In previous posts I've spoken about annuals and perennials that you can grow for cut flowers. We all know that spring flower bulbs such as narcissi and tulips make wonderful flowers to cut for the home, but what about the often neglected summer flowering bulbs?
In fact summer bulb flowers include some of our favourite commercially grown cut flowers: lilies, gladioli and dahlias.
Some perennials with fleshy roots could also be included here; agapanthus and alstroemeria for example, are often sold as dormant roots, alongside other summer flowering bulbs, corms and tubers.
They can look awkward in the garden, especially when mixed, gaudy colours are grown in a line alongside a fence or in a flower border.
However as cut flowers they are long lasting, striking and easy to grow. They also bloom in late summer when we really need that blast of late colour.
Choose a colour that will work in your home and grow them in a gap in the border where the foliage will add contrast in summer or grow them on the vegetable plot as a cut flower crop. The lovely, deep burgundy-wine ‘Black Jack’ takes some beating.
Alternatively start with new corms each year. Plant them to a depth of at least three times the depth of the corm. When you cut them remove the top few buds from the flowers the stem by breaking off the tip.
This looks better and it prevents the tip of the spike from yellowing.
The tubers (here again the term summer flowering bulb is often used) can be planted directly into the open ground, however the plants are not frost hardy. So if you live in an area where there is danger of late spring frost do not plant too early.
The ideal way is to start them in individual pots indoors. Choose a pot around 15cm (6") diameter and plant the tuber in multi-purpose potting mix.
Plant with the top of the tuber just below the surface of the growing medium. When the shoots are three leaves high, pinch out the tips to encourage branching. Repeat this at least once more.
The bushier the plant the more flowers it will produce.
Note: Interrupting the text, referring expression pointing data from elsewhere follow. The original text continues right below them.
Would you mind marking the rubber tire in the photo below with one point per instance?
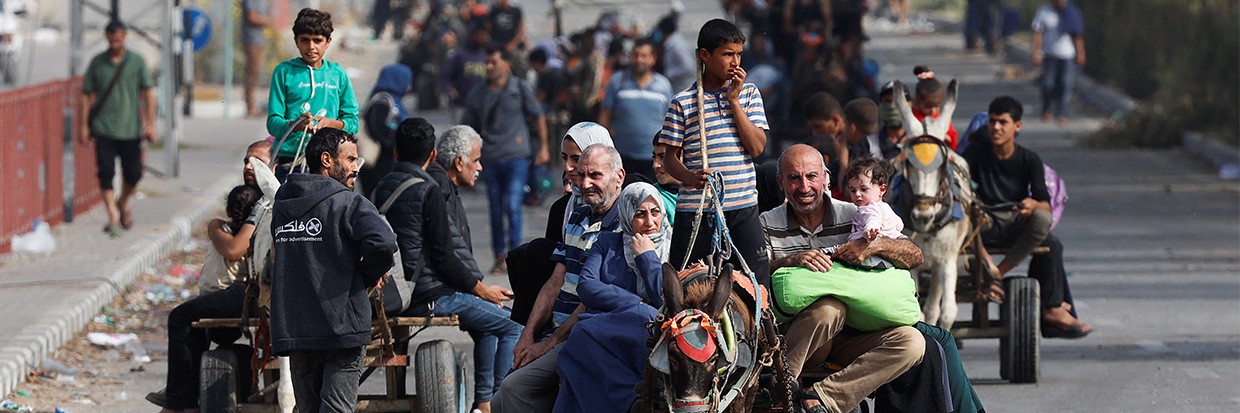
(435, 377)
(217, 381)
(1021, 351)
(465, 382)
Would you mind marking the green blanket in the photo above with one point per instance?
(874, 300)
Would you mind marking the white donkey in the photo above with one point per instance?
(935, 204)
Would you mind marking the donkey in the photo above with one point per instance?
(708, 365)
(935, 204)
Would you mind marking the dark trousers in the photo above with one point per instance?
(130, 153)
(747, 233)
(326, 380)
(186, 344)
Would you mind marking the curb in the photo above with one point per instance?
(37, 341)
(1111, 99)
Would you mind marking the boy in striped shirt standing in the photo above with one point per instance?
(735, 133)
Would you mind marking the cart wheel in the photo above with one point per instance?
(465, 382)
(217, 381)
(437, 377)
(1019, 351)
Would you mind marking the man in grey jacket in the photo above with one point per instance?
(330, 246)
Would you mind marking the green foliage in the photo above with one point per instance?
(1179, 57)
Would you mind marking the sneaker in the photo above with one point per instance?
(158, 398)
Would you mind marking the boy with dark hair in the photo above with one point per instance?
(718, 125)
(437, 256)
(330, 247)
(309, 92)
(1011, 184)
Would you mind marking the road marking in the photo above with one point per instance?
(1153, 346)
(1200, 373)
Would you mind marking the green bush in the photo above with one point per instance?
(1178, 57)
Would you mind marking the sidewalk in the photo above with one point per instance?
(47, 298)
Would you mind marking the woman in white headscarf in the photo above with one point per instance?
(621, 288)
(575, 140)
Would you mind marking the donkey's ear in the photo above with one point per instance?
(722, 293)
(949, 102)
(673, 294)
(912, 125)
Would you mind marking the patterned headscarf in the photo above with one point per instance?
(630, 199)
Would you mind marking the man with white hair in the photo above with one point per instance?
(459, 163)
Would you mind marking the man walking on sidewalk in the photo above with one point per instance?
(330, 247)
(118, 113)
(500, 111)
(634, 107)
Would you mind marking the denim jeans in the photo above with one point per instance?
(505, 189)
(1058, 77)
(495, 336)
(326, 380)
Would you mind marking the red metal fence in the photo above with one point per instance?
(32, 159)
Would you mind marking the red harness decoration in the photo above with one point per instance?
(695, 334)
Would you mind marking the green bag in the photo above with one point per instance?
(876, 300)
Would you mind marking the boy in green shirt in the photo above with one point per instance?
(308, 92)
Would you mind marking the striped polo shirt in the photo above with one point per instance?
(785, 236)
(579, 236)
(681, 129)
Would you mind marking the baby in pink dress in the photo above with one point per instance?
(867, 185)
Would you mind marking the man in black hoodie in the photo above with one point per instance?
(330, 247)
(435, 254)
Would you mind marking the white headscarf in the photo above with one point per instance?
(630, 199)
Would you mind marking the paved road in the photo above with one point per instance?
(1152, 247)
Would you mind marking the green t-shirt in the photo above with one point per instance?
(119, 115)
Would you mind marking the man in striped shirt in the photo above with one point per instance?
(795, 233)
(734, 134)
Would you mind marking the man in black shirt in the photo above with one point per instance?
(437, 256)
(1011, 184)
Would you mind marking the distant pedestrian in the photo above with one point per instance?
(118, 113)
(252, 25)
(507, 26)
(330, 246)
(309, 92)
(466, 65)
(633, 108)
(501, 111)
(1059, 47)
(381, 115)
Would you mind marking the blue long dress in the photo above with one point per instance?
(605, 355)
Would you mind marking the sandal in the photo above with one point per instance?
(127, 220)
(810, 395)
(1075, 331)
(112, 231)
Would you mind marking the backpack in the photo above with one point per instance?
(397, 285)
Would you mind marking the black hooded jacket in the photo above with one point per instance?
(330, 246)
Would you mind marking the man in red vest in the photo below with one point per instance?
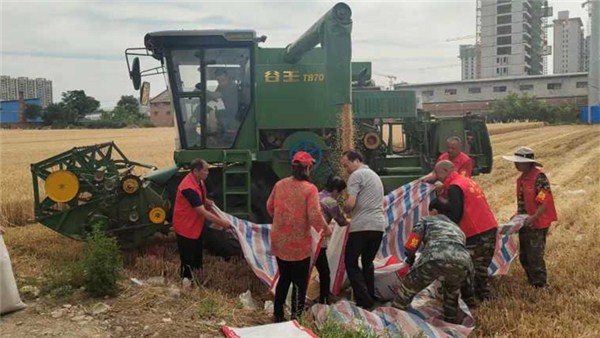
(534, 198)
(470, 210)
(462, 162)
(192, 209)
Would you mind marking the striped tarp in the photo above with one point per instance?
(403, 207)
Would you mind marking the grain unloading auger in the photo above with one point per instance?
(247, 109)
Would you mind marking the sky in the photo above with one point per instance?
(80, 45)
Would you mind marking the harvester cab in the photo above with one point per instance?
(246, 109)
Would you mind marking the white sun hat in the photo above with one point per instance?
(523, 155)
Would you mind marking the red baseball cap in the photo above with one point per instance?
(303, 158)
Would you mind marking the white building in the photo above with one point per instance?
(31, 88)
(512, 37)
(569, 44)
(468, 62)
(460, 97)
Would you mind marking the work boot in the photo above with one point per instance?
(186, 284)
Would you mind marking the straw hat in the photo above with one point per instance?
(523, 155)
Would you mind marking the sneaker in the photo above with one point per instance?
(186, 284)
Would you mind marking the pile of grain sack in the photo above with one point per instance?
(9, 294)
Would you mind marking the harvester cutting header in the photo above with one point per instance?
(246, 110)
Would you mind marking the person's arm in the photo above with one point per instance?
(456, 201)
(430, 178)
(467, 168)
(315, 216)
(543, 195)
(350, 203)
(413, 242)
(338, 216)
(196, 203)
(271, 203)
(201, 210)
(354, 187)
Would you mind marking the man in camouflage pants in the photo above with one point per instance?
(534, 198)
(443, 257)
(470, 210)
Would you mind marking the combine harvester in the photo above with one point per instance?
(246, 110)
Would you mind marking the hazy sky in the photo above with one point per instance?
(80, 45)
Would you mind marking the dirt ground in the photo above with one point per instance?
(569, 309)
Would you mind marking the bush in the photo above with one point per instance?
(102, 264)
(63, 280)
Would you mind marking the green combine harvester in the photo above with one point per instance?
(246, 110)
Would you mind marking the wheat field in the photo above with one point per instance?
(570, 308)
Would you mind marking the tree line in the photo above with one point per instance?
(524, 107)
(75, 107)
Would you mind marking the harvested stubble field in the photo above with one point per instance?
(570, 308)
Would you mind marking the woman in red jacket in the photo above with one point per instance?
(294, 206)
(534, 198)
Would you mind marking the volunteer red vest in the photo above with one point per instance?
(531, 199)
(462, 162)
(477, 215)
(186, 221)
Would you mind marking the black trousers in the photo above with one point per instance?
(532, 244)
(295, 272)
(324, 280)
(363, 244)
(190, 254)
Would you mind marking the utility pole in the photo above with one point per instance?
(594, 68)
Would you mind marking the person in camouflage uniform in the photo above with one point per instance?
(443, 257)
(534, 198)
(470, 210)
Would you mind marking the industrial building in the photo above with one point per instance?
(476, 96)
(39, 88)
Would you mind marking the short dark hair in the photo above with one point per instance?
(456, 139)
(353, 155)
(441, 207)
(198, 164)
(335, 183)
(299, 172)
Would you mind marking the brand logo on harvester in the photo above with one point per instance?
(288, 76)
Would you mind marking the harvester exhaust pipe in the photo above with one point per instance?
(333, 31)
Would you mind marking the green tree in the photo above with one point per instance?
(80, 103)
(518, 107)
(129, 102)
(33, 111)
(58, 114)
(127, 111)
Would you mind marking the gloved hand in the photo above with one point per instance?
(404, 271)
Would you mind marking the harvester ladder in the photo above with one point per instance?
(237, 166)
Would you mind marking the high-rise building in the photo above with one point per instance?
(586, 53)
(32, 88)
(468, 60)
(513, 41)
(569, 44)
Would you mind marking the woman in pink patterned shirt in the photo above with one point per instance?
(295, 208)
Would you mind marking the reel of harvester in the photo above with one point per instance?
(98, 185)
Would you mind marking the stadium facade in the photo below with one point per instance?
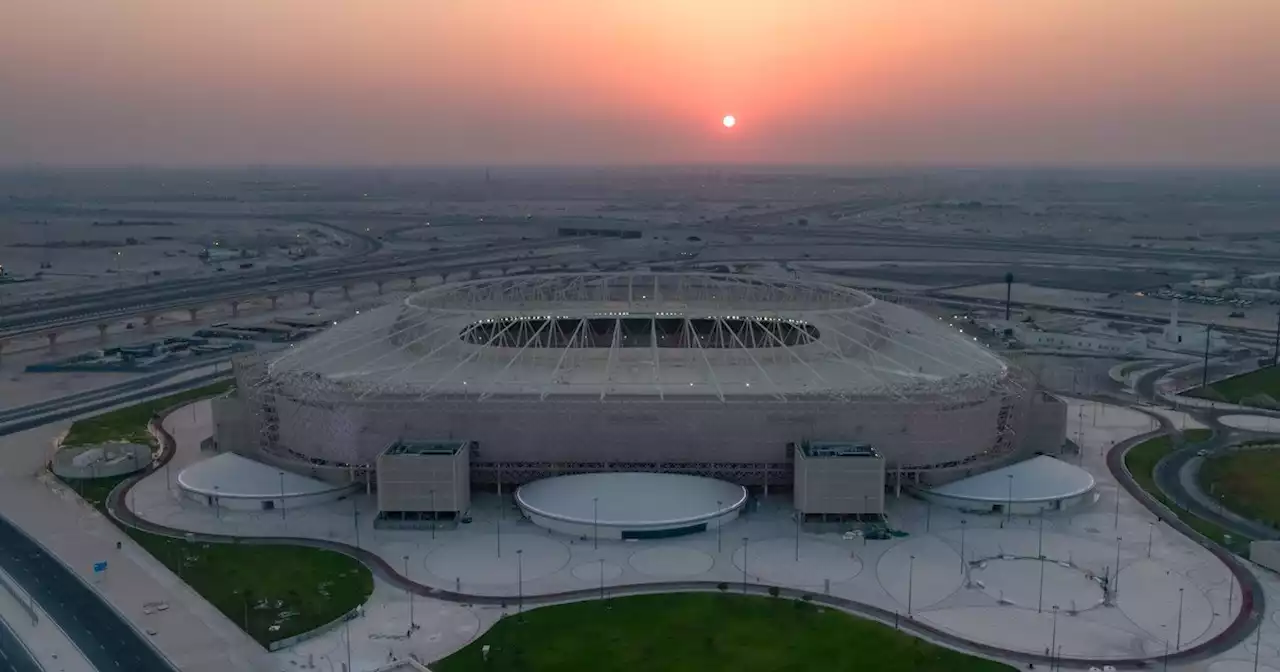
(716, 375)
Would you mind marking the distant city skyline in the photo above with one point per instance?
(616, 82)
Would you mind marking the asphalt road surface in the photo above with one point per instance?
(101, 634)
(13, 656)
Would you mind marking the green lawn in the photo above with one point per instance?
(257, 586)
(1141, 460)
(1247, 481)
(129, 424)
(702, 632)
(1238, 388)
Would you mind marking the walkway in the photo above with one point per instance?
(873, 579)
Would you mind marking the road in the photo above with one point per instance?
(101, 634)
(14, 656)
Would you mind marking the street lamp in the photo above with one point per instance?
(1009, 512)
(1179, 644)
(407, 589)
(1052, 647)
(520, 581)
(1115, 583)
(1040, 553)
(355, 519)
(910, 581)
(798, 534)
(720, 526)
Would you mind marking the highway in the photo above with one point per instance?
(101, 634)
(14, 656)
(108, 641)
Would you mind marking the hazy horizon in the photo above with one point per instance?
(876, 83)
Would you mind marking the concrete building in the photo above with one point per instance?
(424, 480)
(833, 478)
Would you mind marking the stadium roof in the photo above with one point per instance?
(641, 334)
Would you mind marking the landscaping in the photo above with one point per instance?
(129, 424)
(1247, 481)
(1141, 461)
(1260, 388)
(698, 632)
(273, 592)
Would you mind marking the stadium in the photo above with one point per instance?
(502, 382)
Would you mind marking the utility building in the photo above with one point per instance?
(424, 481)
(841, 479)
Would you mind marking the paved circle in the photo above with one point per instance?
(671, 562)
(775, 562)
(1150, 594)
(475, 560)
(1019, 583)
(592, 571)
(931, 577)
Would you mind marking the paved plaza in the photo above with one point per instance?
(1006, 598)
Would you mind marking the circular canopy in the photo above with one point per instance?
(630, 499)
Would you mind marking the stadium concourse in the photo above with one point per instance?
(977, 576)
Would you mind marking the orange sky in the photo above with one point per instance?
(625, 81)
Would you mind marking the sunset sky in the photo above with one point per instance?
(438, 82)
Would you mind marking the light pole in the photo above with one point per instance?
(355, 519)
(407, 589)
(798, 534)
(1179, 645)
(720, 528)
(1040, 553)
(910, 584)
(1208, 338)
(1009, 510)
(1116, 524)
(1257, 644)
(1052, 645)
(1115, 583)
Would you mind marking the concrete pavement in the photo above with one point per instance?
(154, 604)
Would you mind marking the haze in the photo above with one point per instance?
(624, 82)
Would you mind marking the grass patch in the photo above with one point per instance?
(1141, 460)
(1239, 388)
(1247, 483)
(292, 589)
(699, 632)
(129, 424)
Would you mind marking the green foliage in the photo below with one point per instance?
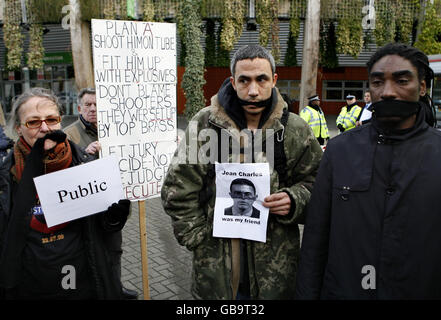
(90, 10)
(349, 36)
(291, 51)
(328, 53)
(429, 39)
(210, 43)
(275, 41)
(36, 49)
(193, 79)
(264, 19)
(223, 55)
(47, 11)
(232, 20)
(385, 24)
(12, 36)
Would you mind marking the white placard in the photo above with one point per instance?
(79, 191)
(135, 78)
(240, 192)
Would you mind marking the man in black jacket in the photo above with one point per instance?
(372, 227)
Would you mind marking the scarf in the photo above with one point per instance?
(58, 158)
(30, 163)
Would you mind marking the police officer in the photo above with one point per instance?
(314, 116)
(349, 114)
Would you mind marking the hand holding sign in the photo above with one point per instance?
(278, 203)
(79, 191)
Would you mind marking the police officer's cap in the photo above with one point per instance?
(314, 98)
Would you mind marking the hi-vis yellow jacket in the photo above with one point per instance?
(348, 118)
(316, 120)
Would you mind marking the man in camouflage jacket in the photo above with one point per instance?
(226, 268)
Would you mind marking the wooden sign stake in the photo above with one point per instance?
(143, 240)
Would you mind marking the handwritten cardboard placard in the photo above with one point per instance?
(135, 77)
(79, 191)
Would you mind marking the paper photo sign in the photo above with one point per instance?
(79, 191)
(240, 192)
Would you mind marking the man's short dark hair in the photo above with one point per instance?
(241, 181)
(418, 59)
(252, 51)
(83, 92)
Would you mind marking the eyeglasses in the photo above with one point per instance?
(36, 123)
(242, 195)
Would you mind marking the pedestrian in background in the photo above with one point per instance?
(84, 133)
(315, 118)
(349, 114)
(366, 113)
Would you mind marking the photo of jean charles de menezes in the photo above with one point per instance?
(243, 193)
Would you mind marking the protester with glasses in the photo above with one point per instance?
(32, 254)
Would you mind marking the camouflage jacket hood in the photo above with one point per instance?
(272, 265)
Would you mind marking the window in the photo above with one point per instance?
(290, 87)
(338, 90)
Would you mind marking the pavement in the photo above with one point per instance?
(169, 264)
Staring them like this indoors means they start to flower earlier and flower for longer.
When it comes to choosing varieties for cutting avoid dwarf, compact varieties, they have short flower stems.
Avoid dinner-plate varieties with large flowers; the blooms are too big. Pom-Pom, single and small flowered decorative and cactus varieties are ideal.
My favourite has to be the delicious Dahlia ‘Karma Choc’ with bronze leaves and deep, chocolate coloured decorative blooms. Dahlias are best cut when the flowers are full open.
They can be grown in pots or in the open ground and will bloom again the following year as long as you leave a good length of stem and leaves when you cut and you feed them generously with a slow-release fertiliser.
If using lilies for cut flowers I recommend cutting off the brown pollen capsules just as the flower opens. At this stage the stamens aren't quite ripe and you should be able to remove them before the pollen is released.
Plant the bulbs to three or four times the depth of the bulb, ideally on their sides. Space the bulbs far enough apart to allow the flower stems to develop. Plant as soon as you can after purchase.
Lilies hate being out of the ground. Lilies are hardy so there is no need to wait for warmer weather in frosts are still around.
Often sold as a pot grown perennial, crocosmias make wonderful cut flowers not only for their firefly blooms, but also for their structural seed heads and pleated sword-shaped leaves.
Crocosmia ‘Lucifer’ is the tallest and most statuesque with glowing orange-scarlet flowers and strong stems.
Plant in full sun and space the bulbs at least 15cm (6”) apart to allow them to multiply. Cut as the buds are opening and use in contemporary compositions, or just in a simple glass vase.